Art. 2.In het artikel 8 van hetzelfde ministerieel besluit, gewijzigd bij het ministerieel besluit van 26 april 2002, worden de volgende wijzigingen aangebracht : 1° § 3 wordt aangevuld met het volgend lid : « Vanaf 16 juli 2002 tot en met 8 augustus 2002 is het verboden dat in de i.c.e.s.-gebieden VIII a,b de tongvangsten van een vissersvaartuig, vermeld op de lijst in § 2 een hoeveelheid overschrijdt, die gelijk is aan 15 kg vermenigvuldigd met het motorvermogen van het vissersvaartuig uitgedrukt in kW, situatie 1 mei 2002. »; 2° in § 4 worden de woorden « in § 3 » vervangen door de woorden « in § 3, lid, 3 ».

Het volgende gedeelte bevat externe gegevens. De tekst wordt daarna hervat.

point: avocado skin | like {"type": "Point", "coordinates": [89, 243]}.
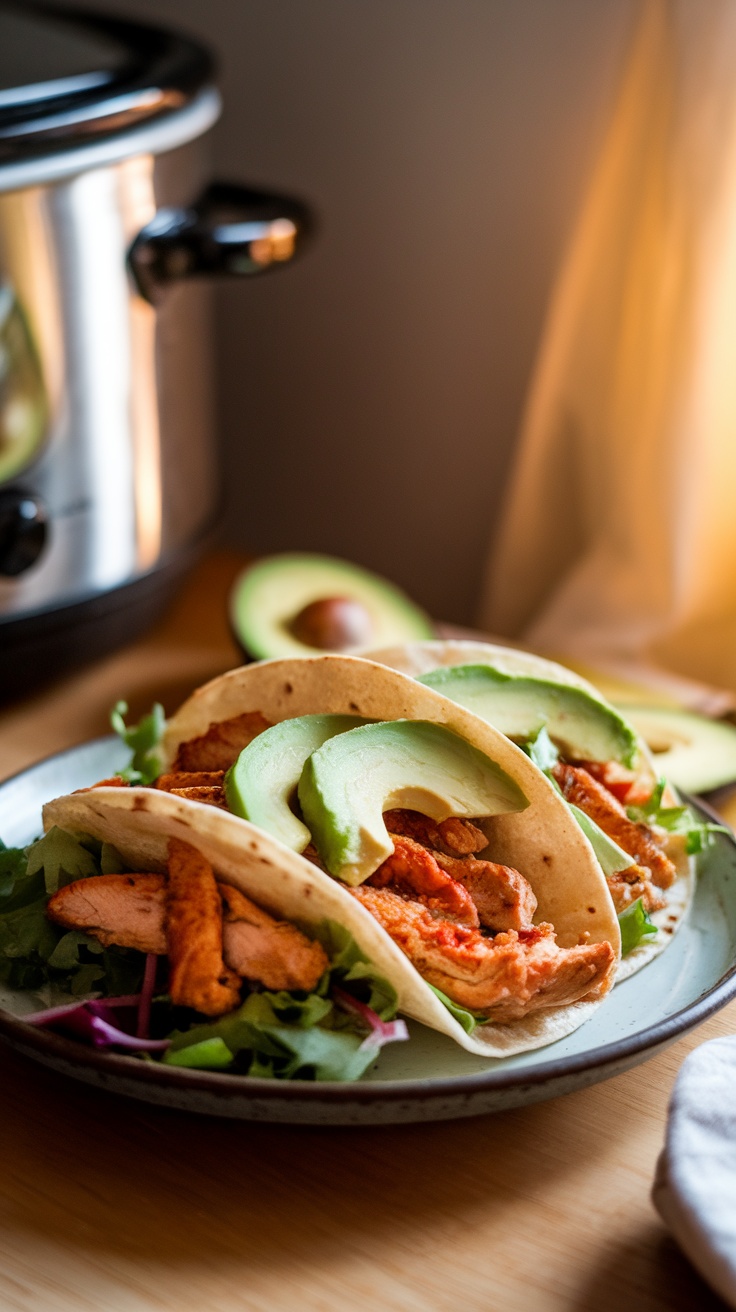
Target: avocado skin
{"type": "Point", "coordinates": [348, 783]}
{"type": "Point", "coordinates": [520, 705]}
{"type": "Point", "coordinates": [268, 596]}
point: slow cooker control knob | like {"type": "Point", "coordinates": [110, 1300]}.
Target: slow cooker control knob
{"type": "Point", "coordinates": [22, 530]}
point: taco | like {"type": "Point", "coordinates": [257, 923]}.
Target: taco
{"type": "Point", "coordinates": [487, 909]}
{"type": "Point", "coordinates": [643, 836]}
{"type": "Point", "coordinates": [202, 945]}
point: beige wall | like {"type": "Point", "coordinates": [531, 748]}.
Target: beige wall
{"type": "Point", "coordinates": [370, 396]}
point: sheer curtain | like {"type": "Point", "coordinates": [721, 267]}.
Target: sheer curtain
{"type": "Point", "coordinates": [618, 543]}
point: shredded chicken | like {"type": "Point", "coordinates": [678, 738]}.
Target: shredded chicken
{"type": "Point", "coordinates": [504, 978]}
{"type": "Point", "coordinates": [503, 898]}
{"type": "Point", "coordinates": [627, 786]}
{"type": "Point", "coordinates": [629, 884]}
{"type": "Point", "coordinates": [412, 869]}
{"type": "Point", "coordinates": [198, 976]}
{"type": "Point", "coordinates": [116, 781]}
{"type": "Point", "coordinates": [455, 837]}
{"type": "Point", "coordinates": [210, 797]}
{"type": "Point", "coordinates": [638, 840]}
{"type": "Point", "coordinates": [221, 745]}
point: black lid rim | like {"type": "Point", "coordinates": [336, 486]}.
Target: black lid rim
{"type": "Point", "coordinates": [162, 72]}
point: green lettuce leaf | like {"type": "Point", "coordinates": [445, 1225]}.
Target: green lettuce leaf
{"type": "Point", "coordinates": [698, 833]}
{"type": "Point", "coordinates": [635, 925]}
{"type": "Point", "coordinates": [62, 858]}
{"type": "Point", "coordinates": [143, 740]}
{"type": "Point", "coordinates": [469, 1020]}
{"type": "Point", "coordinates": [33, 950]}
{"type": "Point", "coordinates": [542, 751]}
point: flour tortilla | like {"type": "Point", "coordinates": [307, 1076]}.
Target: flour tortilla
{"type": "Point", "coordinates": [417, 659]}
{"type": "Point", "coordinates": [141, 821]}
{"type": "Point", "coordinates": [542, 841]}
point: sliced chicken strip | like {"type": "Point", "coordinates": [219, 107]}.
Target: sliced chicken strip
{"type": "Point", "coordinates": [222, 744]}
{"type": "Point", "coordinates": [122, 909]}
{"type": "Point", "coordinates": [260, 947]}
{"type": "Point", "coordinates": [198, 976]}
{"type": "Point", "coordinates": [455, 837]}
{"type": "Point", "coordinates": [130, 911]}
{"type": "Point", "coordinates": [638, 840]}
{"type": "Point", "coordinates": [503, 978]}
{"type": "Point", "coordinates": [503, 898]}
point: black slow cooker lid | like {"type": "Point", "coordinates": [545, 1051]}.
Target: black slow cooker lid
{"type": "Point", "coordinates": [68, 76]}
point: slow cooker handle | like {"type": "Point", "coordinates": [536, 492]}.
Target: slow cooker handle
{"type": "Point", "coordinates": [228, 230]}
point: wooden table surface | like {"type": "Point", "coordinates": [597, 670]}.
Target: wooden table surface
{"type": "Point", "coordinates": [113, 1206]}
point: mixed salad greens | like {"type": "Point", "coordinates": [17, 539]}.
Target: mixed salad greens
{"type": "Point", "coordinates": [333, 1033]}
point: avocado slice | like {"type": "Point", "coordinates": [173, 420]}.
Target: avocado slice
{"type": "Point", "coordinates": [297, 604]}
{"type": "Point", "coordinates": [695, 753]}
{"type": "Point", "coordinates": [261, 783]}
{"type": "Point", "coordinates": [348, 783]}
{"type": "Point", "coordinates": [520, 706]}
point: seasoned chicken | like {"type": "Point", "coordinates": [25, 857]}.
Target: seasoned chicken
{"type": "Point", "coordinates": [260, 947]}
{"type": "Point", "coordinates": [189, 779]}
{"type": "Point", "coordinates": [222, 744]}
{"type": "Point", "coordinates": [116, 781]}
{"type": "Point", "coordinates": [198, 976]}
{"type": "Point", "coordinates": [412, 869]}
{"type": "Point", "coordinates": [130, 912]}
{"type": "Point", "coordinates": [638, 840]}
{"type": "Point", "coordinates": [503, 898]}
{"type": "Point", "coordinates": [455, 837]}
{"type": "Point", "coordinates": [627, 886]}
{"type": "Point", "coordinates": [123, 909]}
{"type": "Point", "coordinates": [210, 797]}
{"type": "Point", "coordinates": [503, 978]}
{"type": "Point", "coordinates": [627, 786]}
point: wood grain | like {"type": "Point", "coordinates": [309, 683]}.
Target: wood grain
{"type": "Point", "coordinates": [112, 1206]}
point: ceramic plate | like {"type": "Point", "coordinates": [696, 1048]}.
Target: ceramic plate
{"type": "Point", "coordinates": [428, 1079]}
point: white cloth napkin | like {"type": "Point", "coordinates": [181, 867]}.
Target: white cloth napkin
{"type": "Point", "coordinates": [694, 1188]}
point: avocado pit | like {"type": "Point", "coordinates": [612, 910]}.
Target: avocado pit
{"type": "Point", "coordinates": [332, 623]}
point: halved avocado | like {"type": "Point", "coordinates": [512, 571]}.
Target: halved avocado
{"type": "Point", "coordinates": [520, 706]}
{"type": "Point", "coordinates": [261, 783]}
{"type": "Point", "coordinates": [695, 753]}
{"type": "Point", "coordinates": [348, 783]}
{"type": "Point", "coordinates": [293, 605]}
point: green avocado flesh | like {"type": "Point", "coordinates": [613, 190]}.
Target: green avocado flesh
{"type": "Point", "coordinates": [268, 597]}
{"type": "Point", "coordinates": [261, 783]}
{"type": "Point", "coordinates": [349, 782]}
{"type": "Point", "coordinates": [692, 751]}
{"type": "Point", "coordinates": [520, 706]}
{"type": "Point", "coordinates": [610, 857]}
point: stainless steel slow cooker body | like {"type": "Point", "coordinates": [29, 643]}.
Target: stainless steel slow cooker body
{"type": "Point", "coordinates": [108, 232]}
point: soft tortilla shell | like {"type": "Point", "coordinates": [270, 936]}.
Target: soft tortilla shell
{"type": "Point", "coordinates": [543, 841]}
{"type": "Point", "coordinates": [417, 659]}
{"type": "Point", "coordinates": [141, 821]}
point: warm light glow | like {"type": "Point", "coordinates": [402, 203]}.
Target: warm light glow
{"type": "Point", "coordinates": [619, 535]}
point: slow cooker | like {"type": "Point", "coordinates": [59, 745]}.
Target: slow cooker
{"type": "Point", "coordinates": [110, 231]}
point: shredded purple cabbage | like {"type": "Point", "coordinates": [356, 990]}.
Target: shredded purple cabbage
{"type": "Point", "coordinates": [381, 1031]}
{"type": "Point", "coordinates": [96, 1021]}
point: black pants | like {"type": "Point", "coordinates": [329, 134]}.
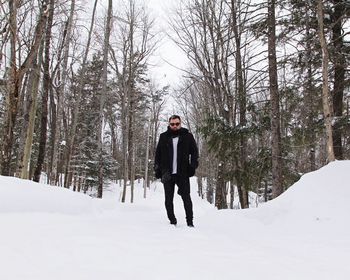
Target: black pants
{"type": "Point", "coordinates": [184, 191]}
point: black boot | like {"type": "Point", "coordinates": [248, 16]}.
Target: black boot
{"type": "Point", "coordinates": [190, 223]}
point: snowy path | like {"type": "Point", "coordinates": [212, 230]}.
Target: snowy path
{"type": "Point", "coordinates": [91, 239]}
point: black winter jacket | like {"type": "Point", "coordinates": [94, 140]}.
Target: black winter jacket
{"type": "Point", "coordinates": [187, 155]}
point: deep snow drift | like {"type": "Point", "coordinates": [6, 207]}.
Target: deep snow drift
{"type": "Point", "coordinates": [50, 233]}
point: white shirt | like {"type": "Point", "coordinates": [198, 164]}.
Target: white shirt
{"type": "Point", "coordinates": [175, 141]}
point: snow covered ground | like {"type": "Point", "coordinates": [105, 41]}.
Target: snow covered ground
{"type": "Point", "coordinates": [50, 233]}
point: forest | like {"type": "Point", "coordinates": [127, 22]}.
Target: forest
{"type": "Point", "coordinates": [265, 92]}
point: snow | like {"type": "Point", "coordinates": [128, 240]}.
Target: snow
{"type": "Point", "coordinates": [54, 233]}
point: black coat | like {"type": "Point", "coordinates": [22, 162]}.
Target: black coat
{"type": "Point", "coordinates": [187, 155]}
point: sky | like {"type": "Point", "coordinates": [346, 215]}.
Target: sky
{"type": "Point", "coordinates": [54, 233]}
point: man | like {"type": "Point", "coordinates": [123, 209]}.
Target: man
{"type": "Point", "coordinates": [175, 162]}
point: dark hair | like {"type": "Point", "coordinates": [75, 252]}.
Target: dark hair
{"type": "Point", "coordinates": [173, 117]}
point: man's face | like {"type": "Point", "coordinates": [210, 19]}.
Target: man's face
{"type": "Point", "coordinates": [175, 124]}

Art. 3.In artikel 10 van hetzelfde ministerieel besluit, gewijzigd bij de ministeriële besluiten van 7 februari 2002 en 28 maart 2002, worden de volgende wijzigingen aangebracht : 1° de § 1 wordt aangevuld met het volgend lid : « In afwijking met vorige leden is het gedurende de periode van 1 augustus 2002 tot en met 31 december 2002 inbegrepen verboden dat de totale scholvangst in de i.c.e.s.-gebieden VIId,e per zeereis gerealiseerd door een vissersvaartuig met een motorvermogen van 221 kW of minder een hoeveelheid overschrijdt die gelijk is aan 100 kg vermenigvuldigd met het aantal vaartdagen gerealiseerd tijdens die visreis in de betreffende i.c.e.s.-gebieden. »; 2° de § 2 wordt aangevuld met het volgend lid : « In afwijking met vorige leden is het gedurende de periode van 1 augustus 2002 tot en met 31 december 2002 inbegrepen verboden dat de totale scholvangst in de i.c.e.s.-gebieden VIId,e per zeereis gerealiseerd door een vissersvaartuig met een motorvermogen van meer dan 221 kW, een hoeveelheid overschrijdt die gelijk is aan 200 kg vermenigvuldigd met het aantal vaartdagen gerealiseerd tijdens die visreis in de betreffende i.c.e.s.-gebieden. »; 3° de § 5 wordt aangevuld met het volgend lid : « In afwijking met vorig lid is het gedurende de periode van 1 augustus 2002 tot en met 31 december 2002 inbegrepen verboden dat de totale scholvangst in de i.c.e.s.-gebieden VIIa per zeereis gerealiseerd door een vissersvaartuig met een motorvermogen van 221 kW of minder een hoeveelheid overschrijdt die gelijk is aan 350 kg vermenigvuldigd met het aantal vaartdagen gerealiseerd tijdens die visreis in de betreffende i.c.e.s.-gebieden. »; 4° de § 6 wordt aangevuld met het volgend lid : « In afwijking met vorig lid is het gedurende de periode van 1 augustus 2002 tot en met 31 december 2002 inbegrepen verboden dat de totale scholvangst in de i.c.e.s.-gebieden VIIa per zeereis gerealiseerd door een vissersvaartuig met een motorvermogen van meer dan 221 kW een hoeveelheid overschrijdt die gelijk is aan 700 kg vermenigvuldigd met het aantal vaartdagen gerealiseerd tijdens die visreis in de betreffende i.c.e.s.-gebieden. »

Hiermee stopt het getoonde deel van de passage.